Simple modification of complex expression

Question

I need to simplify $$ {\frac{1+i\tan\alpha}{1-i\tan\alpha}} $$ I solved it: $$ {\frac{1+i\tan\alpha}{1-i\tan\alpha}} = {\frac{(1+i\tan\alpha)(1+i\tan\alpha)}{(1-i\tan\alpha)(1+i\tan\alpha)}} = {\frac{1-\tan^2\alpha+i(\tan\alpha+\tan\alpha)}{(1+i\tan^2\alpha)(1+i\tan\alpha)}} = {\frac{1-\tan^2\alpha+i(\tan\alpha+\tan\alpha)}{\sec^2\alpha}} = {\frac{1-\tan^2\alpha}{\sec^2\alpha}} + i{\frac{2\tan\alpha}{\sec^2\alpha}} $$ The answer in the book is $$ \cos2\alpha+i\sin2\alpha (\alpha\ne{\frac{\pi}{2}}+\pi k) $$ What's wrong here?

Answer 1

What you did is fine. Now$$\frac{1-\tan^2\alpha}{\sec^2\alpha}=\cos^2\alpha-\sin^2\alpha=\cos(2\alpha)$$and$$2\frac{\tan\alpha}{\sec^2\alpha}=2\sin\alpha\cos\alpha=\sin(2\alpha).$$

Answer 2

Since $$\frac{1-\tan^2(x)}{\sec^2(x)}=\cos(2x)$$

Answer 3

An easy and direct way is to multiply both the numerator and the denominator by $ \cos \alpha$. This can be done as long as $\cos\alpha\neq 0$, i.e., $\alpha\neq \frac{\pi}{2} + \pi k$.

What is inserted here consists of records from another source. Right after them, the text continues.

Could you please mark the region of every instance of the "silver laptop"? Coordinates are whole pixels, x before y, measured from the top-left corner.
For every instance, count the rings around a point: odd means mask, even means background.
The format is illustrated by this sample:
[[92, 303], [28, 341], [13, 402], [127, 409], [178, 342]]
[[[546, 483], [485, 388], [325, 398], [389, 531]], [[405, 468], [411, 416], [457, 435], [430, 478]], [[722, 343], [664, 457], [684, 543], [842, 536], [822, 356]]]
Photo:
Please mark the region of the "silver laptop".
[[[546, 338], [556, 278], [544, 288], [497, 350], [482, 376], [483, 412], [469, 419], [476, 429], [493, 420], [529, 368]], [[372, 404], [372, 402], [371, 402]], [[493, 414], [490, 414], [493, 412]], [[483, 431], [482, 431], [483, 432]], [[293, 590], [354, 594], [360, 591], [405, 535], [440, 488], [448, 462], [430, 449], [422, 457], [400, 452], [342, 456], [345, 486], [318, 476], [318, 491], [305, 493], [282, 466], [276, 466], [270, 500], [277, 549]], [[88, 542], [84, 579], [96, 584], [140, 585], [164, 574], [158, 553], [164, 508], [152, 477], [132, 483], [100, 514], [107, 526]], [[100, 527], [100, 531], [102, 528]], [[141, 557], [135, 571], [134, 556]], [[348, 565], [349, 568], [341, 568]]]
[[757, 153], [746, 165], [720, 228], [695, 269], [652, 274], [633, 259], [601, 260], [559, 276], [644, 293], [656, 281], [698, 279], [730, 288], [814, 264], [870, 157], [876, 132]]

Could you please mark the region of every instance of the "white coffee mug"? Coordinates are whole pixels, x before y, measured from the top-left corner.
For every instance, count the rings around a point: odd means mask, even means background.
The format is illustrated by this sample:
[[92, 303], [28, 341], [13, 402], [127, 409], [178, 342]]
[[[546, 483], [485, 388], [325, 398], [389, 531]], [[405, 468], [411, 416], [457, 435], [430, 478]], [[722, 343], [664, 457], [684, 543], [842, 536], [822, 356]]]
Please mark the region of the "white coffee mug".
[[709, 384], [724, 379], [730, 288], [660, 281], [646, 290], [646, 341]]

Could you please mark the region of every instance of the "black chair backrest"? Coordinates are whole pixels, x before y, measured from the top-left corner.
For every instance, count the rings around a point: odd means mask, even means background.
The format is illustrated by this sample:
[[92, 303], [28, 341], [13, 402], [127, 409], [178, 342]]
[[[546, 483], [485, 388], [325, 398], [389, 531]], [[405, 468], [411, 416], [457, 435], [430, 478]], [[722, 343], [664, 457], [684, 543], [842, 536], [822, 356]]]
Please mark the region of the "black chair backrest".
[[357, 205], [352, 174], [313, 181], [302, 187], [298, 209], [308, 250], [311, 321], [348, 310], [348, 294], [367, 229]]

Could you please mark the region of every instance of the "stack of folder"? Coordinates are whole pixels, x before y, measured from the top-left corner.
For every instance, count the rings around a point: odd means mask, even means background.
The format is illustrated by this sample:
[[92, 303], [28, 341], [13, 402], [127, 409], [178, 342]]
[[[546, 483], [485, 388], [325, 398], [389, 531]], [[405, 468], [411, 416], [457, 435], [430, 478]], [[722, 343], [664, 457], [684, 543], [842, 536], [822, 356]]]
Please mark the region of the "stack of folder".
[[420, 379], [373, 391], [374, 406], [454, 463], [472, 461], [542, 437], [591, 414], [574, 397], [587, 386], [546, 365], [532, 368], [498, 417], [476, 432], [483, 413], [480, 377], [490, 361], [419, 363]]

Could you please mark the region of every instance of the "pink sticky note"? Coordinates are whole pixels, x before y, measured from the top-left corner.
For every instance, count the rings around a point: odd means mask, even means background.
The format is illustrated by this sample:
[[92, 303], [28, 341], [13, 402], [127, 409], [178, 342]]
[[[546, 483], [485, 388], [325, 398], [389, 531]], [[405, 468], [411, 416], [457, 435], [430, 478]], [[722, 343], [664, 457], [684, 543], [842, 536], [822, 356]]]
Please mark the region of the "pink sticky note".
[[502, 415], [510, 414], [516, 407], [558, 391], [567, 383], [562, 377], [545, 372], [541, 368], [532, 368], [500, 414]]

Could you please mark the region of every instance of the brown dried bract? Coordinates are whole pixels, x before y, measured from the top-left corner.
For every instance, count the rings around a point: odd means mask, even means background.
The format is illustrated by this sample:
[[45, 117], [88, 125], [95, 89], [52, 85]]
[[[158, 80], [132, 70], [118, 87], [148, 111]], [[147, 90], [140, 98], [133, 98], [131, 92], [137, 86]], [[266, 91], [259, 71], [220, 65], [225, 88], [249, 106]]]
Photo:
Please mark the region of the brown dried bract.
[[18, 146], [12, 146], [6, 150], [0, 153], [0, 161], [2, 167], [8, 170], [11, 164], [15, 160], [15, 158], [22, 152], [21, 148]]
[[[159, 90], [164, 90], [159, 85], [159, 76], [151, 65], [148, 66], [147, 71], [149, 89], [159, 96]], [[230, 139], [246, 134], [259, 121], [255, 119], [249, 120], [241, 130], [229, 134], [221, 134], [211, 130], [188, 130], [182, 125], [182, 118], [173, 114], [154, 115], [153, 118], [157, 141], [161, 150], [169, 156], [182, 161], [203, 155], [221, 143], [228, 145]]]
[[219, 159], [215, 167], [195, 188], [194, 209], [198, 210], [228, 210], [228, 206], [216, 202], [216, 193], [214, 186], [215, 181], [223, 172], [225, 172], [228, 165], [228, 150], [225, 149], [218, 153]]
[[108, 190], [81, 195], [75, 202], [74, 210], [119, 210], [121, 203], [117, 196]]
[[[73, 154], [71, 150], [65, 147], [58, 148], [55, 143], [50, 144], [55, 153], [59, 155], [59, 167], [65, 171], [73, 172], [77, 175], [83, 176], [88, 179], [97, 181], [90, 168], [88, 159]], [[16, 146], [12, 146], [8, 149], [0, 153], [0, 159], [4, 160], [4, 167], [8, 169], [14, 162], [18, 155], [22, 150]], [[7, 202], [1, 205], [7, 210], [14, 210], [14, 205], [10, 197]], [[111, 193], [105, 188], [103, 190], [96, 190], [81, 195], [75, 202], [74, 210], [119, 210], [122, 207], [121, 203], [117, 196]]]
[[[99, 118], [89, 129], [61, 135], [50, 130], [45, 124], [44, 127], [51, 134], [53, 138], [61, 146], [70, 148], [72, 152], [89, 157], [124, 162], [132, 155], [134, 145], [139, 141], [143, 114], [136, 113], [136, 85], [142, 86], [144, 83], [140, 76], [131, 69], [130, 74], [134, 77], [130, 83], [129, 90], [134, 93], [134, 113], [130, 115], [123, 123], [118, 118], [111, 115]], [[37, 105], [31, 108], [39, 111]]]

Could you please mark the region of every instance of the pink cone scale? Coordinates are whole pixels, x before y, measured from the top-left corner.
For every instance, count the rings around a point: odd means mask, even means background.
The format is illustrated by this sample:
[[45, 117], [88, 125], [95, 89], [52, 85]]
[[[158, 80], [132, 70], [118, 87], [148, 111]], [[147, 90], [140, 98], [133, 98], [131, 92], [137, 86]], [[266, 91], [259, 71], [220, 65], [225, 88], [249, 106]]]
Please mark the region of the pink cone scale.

We obtain $$ \frac{1+i \tan\alpha}{1-i \tan\alpha} = \frac{\cos\alpha +i \sin\alpha}{\cos\alpha -i \sin\alpha} = \frac{e^{i\alpha}}{e^{-i\alpha}} = e^{2i\alpha} = \cos(2\alpha)+i \sin(2\alpha)\,.$$

Answer 4

You made some small typos which overall do not affect the final solution. I will write out a complete one to make everything more clear and convincible. Starting with the same as you we get \begin{align} &\color{red}{\frac{1+i\tan\alpha}{1-i\tan\alpha}}=\frac{1+i\tan\alpha}{1-i\tan\alpha}\cdot\frac{1+i\tan\alpha}{1+i\tan\alpha}=\frac{(1+i\tan\alpha)^2}{1-i^2\tan^2\alpha}=\frac{1-\tan^2\alpha+2i\tan\alpha}{1+\tan^2\alpha}\\ &=\frac{1-\tan^2\alpha}{1+\tan^2\alpha}+i\frac{2\tan\alpha}{1+\tan^2\alpha}=\frac{1-\frac{\sin^2\alpha}{\cos^2\alpha}}{1+\frac{\sin^2\alpha}{\cos^2\alpha}}+i\frac{2\frac{\sin\alpha}{\cos\alpha}}{1+\frac{\sin^2\alpha}{\cos^2\alpha}}=\frac{\frac{\cos^2\alpha-\sin^2\alpha}{\cos^2\alpha}}{\frac{\cos^2\alpha+\sin^2\alpha}{\cos^2\alpha}}+i\frac{2\frac{\sin\alpha\cos\alpha}{\cos^2\alpha}}{\frac{\cos^2\alpha+\sin^2\alpha}{\cos^2\alpha}}\\ &=\frac{\cos^2\alpha-\sin^2\alpha}{\cos^2\alpha+\sin^2\alpha}+i\frac{2\sin\alpha\cos\alpha}{\cos^2\alpha+\sin^2\alpha}=\frac{\cos(2\alpha)}1+i\frac{\sin(2\alpha)}1=\color{red}{\cos(2\alpha)+i\sin(2\alpha)} \end{align}

The restriction for $\alpha$ is natural due the fact that for $\alpha=\frac\pi2+k\pi,~k\in\mathbb Z$ the tangent function has a pole of first order.